In our study, we also compared the cases with a hemorrhage area on ultrasonography in the threatened abortion group with those without a hemorrhage area. As a result of this comparison, procalcitonin, NLR and PLR were higher in the group with hemorrhage area, but this was not significant. Although not statistically significant, the fact that these parameters were higher in the group compared to those without hemorrhage area may be due to the persistence of this hemorrhage detected by ultrasound for a certain period of time, triggering the chronic inflammatory reaction in the decidua with bleeding, which is one of the hypotheses put forward in the pathophysiology of threatened abortion (4).

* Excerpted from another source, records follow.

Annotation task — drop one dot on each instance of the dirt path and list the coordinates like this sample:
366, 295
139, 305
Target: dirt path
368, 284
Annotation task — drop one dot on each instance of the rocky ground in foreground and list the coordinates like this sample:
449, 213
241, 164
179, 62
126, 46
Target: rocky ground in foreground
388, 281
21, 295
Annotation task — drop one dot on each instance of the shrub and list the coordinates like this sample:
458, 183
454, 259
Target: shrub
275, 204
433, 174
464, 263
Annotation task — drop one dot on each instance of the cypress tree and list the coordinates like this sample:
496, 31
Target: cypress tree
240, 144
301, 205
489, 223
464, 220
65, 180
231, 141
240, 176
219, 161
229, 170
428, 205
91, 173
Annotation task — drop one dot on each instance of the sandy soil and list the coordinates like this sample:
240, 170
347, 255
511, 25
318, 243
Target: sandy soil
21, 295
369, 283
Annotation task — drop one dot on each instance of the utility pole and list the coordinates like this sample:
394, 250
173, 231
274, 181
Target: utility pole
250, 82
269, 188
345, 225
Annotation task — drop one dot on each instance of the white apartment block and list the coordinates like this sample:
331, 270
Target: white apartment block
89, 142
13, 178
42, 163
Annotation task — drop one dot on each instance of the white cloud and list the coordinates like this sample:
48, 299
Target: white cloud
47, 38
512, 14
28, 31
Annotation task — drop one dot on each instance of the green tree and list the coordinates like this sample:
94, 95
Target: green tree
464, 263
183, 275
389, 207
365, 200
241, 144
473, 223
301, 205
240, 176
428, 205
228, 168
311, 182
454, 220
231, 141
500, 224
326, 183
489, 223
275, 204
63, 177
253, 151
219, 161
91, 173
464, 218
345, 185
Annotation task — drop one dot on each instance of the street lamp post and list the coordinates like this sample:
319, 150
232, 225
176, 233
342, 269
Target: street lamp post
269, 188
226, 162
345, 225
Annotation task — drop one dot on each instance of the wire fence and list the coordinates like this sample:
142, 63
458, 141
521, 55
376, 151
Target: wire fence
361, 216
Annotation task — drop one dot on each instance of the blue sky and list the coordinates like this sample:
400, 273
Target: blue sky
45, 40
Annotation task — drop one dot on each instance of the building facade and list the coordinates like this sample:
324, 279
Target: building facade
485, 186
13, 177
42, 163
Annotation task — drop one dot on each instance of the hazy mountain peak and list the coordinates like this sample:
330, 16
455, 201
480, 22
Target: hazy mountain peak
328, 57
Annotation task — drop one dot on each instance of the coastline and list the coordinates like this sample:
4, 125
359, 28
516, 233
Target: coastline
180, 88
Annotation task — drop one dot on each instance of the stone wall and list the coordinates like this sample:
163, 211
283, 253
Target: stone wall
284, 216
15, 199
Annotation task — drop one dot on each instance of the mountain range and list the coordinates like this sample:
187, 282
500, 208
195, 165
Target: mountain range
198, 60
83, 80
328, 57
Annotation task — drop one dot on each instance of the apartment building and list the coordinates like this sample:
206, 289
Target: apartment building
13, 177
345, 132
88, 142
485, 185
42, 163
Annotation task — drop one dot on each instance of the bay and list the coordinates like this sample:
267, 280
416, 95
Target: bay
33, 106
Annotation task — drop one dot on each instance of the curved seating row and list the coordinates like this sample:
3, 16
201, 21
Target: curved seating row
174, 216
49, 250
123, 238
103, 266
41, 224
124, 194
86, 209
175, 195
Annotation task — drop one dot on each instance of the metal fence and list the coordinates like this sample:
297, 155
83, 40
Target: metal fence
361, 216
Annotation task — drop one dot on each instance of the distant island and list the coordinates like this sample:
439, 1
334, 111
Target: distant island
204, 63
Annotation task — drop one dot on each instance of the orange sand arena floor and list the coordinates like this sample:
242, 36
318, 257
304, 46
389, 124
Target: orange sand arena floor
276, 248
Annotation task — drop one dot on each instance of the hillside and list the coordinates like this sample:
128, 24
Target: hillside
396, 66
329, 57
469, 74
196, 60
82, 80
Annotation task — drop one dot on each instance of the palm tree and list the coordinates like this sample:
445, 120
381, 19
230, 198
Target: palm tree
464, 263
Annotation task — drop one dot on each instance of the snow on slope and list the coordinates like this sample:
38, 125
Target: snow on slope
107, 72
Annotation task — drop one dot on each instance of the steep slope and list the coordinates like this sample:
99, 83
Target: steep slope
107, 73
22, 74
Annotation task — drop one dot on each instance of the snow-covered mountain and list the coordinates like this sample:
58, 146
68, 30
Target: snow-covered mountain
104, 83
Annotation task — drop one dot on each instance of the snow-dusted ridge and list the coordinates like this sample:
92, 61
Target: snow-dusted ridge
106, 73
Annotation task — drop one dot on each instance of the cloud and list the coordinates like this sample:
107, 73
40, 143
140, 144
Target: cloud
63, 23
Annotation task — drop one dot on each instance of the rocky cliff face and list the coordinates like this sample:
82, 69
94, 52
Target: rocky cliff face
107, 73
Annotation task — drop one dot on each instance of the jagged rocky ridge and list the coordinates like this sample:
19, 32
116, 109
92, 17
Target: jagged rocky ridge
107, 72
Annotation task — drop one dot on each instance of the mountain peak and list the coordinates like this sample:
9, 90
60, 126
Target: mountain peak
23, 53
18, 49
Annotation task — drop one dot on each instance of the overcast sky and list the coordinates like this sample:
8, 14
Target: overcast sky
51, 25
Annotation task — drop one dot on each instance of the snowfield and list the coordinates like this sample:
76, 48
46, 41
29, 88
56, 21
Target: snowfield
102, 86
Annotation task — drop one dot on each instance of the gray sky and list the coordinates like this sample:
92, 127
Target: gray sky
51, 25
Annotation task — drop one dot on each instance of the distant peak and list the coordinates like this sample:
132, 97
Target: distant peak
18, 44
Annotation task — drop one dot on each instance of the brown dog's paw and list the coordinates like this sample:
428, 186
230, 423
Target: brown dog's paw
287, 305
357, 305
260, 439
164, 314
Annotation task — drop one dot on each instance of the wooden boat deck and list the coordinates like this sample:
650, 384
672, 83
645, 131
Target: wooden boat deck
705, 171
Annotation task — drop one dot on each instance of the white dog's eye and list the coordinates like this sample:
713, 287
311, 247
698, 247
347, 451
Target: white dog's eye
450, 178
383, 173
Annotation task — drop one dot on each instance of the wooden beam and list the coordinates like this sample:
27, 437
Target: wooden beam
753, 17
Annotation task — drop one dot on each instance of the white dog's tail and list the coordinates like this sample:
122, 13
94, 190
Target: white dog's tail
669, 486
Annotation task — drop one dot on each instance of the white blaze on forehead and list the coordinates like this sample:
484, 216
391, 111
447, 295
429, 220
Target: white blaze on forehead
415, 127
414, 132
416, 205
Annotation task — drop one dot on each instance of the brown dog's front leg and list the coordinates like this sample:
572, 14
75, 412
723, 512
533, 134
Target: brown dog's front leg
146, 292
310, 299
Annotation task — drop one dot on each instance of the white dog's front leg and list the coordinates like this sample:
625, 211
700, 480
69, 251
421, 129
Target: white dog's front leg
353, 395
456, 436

The limitation of our study was that the number of cases was as high as the number detected in the power analysis. Nevertheless, if we had more cases, it would have increased the power of our study. In the study, the threatened abortion group was compared only with the healthy pregnancy group. Since the number of pregnant women who had spontaneous abortions after threatened abortions was low, we could not include them in the study. Our study would be more meaningful if we could compare this abortion group with the healthy pregnancy group with threatened abortions. The strength of our study was that serum procalcitonin, NLR and PLR were studied simultaneously in threatened abortions, and this is rare.
In conclusion, procalcitonin and NLR levels in threatened abortions were higher than in healthy pregnancies. According to this result, it can be said that there is a relationship between threatened abortion and the inflammatory markers procalcitonin and NLR. In addition, the increase in procalcitonin and NLR during pregnancy may indicate an increased risk of threatened abortion.